Roasted Portobello and Prosciutto Lasagna
Yield: 8 servings
Prep time: 45 mins
Cook time: 1 hr
- 3 tablespoons plus 2 teaspoons olive oil
- 2 1/2 pounds (about 10) portobello mushrooms, stems trimmed
- 1 cup chopped prosciutto (about 6 ounces)
- 2/3 cup chopped shallots (about 2 large)
- 1 teaspoon each chopped fresh rosemary and thyme
- 1/2 cup (1 stick) butter
- 2/3 cup all purpose flour
- 2 cups (about 8 ounces) shredded Gruyère cheese
- 1/3 cup grated Parmesan cheese
- 1/8 teaspoon ground nutmeg
- 1 pound lasagna noodles
- 1/2 cup grated Parmesan cheese
- 2 tablespoons butter, cut into 1/2-inch pieces
- Preheat oven to 400°F. Brush rimmed baking sheet with olive oil. Toss mushrooms with 2 tablespoons olive oil in large bowl to coat. Arrange mushrooms, gill side up, in single layer on prepared baking sheet. Sprinkle with salt and pepper. Roast until tender, about 45 minutes. Cool. Cut mushrooms into 1/3-inch-thick slices.
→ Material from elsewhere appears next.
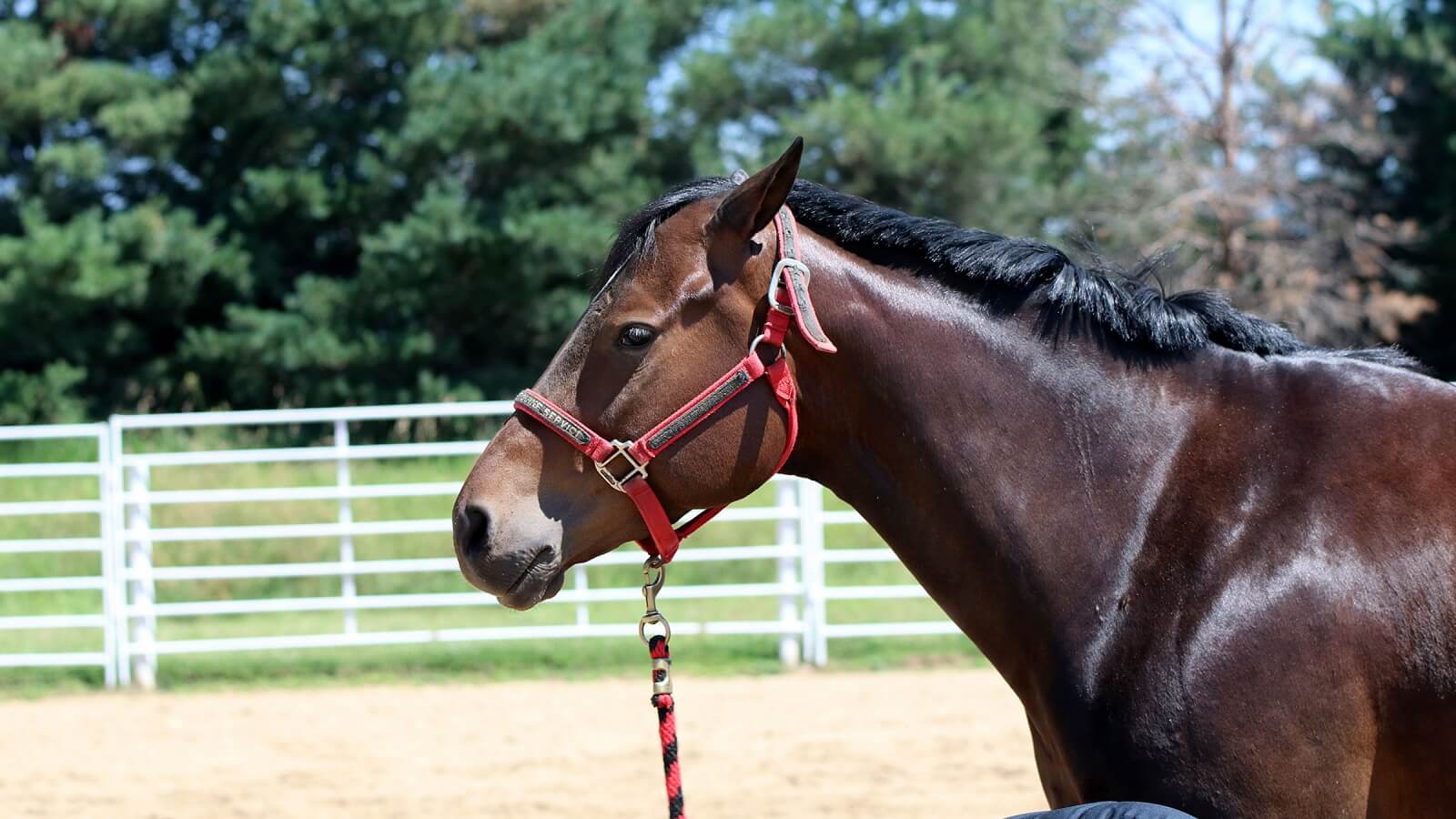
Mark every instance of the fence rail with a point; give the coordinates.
(131, 523)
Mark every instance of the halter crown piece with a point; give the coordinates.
(622, 464)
- Meanwhile, heat remaining 2 teaspoons oil in medium nonstick skillet over medium heat. Add prosciutto; sauté until browned, about 3 minutes. Add shallots, rosemary, and thyme. Cook until shallots are tender, stirring frequently, about 5 minutes.
- Bring milk, broth, and bay leaf to simmer in large saucepan over medium heat. Remove from heat. Let stand 10 minutes; discard bay leaf.
- Melt butter in heavy medium saucepan over medium-low heat. Whisk in flour; stir 2 minutes. Whisk in hot milk mixture; bring to boil, whisking frequently. Reduce heat to low; simmer 5 minutes, stirring frequently. Remove from heat; stir in Gruyère, Parmesan, and nutmeg. Season with salt and pepper.
- Cook noodles in large pot of boiling salted water until almost tender but slightly undercooked (noodles will finish cooking in oven). Drain and rinse with cold water. Drain again; pat dry.
- Butter 13x9x2-inch glass baking dish. Spread 1 cup sauce over bottom. Arrange 1/3 of noodles over sauce, overlapping to fit. Spread about 1 2/3 cups sauce over noodles. Arrange 1/2 of mushrooms over sauce. Scatter 1/2 of prosciutto mixture over mushrooms. Arrange 1/2 of remaining noodles over mushrooms, overlapping to fit. Spread 1 2/3 cups sauce over noodles. Arrange remaining mushrooms over sauce, sprinkle with remaining prosciutto, and top with remaining noodles. Spread remaining sauce over noodles, sprinkle Parmesan cheese over, and dot with butter.
- Preheat oven to 350°F. Bake until top is golden brown and sauce is bubbling, about 45 minutes.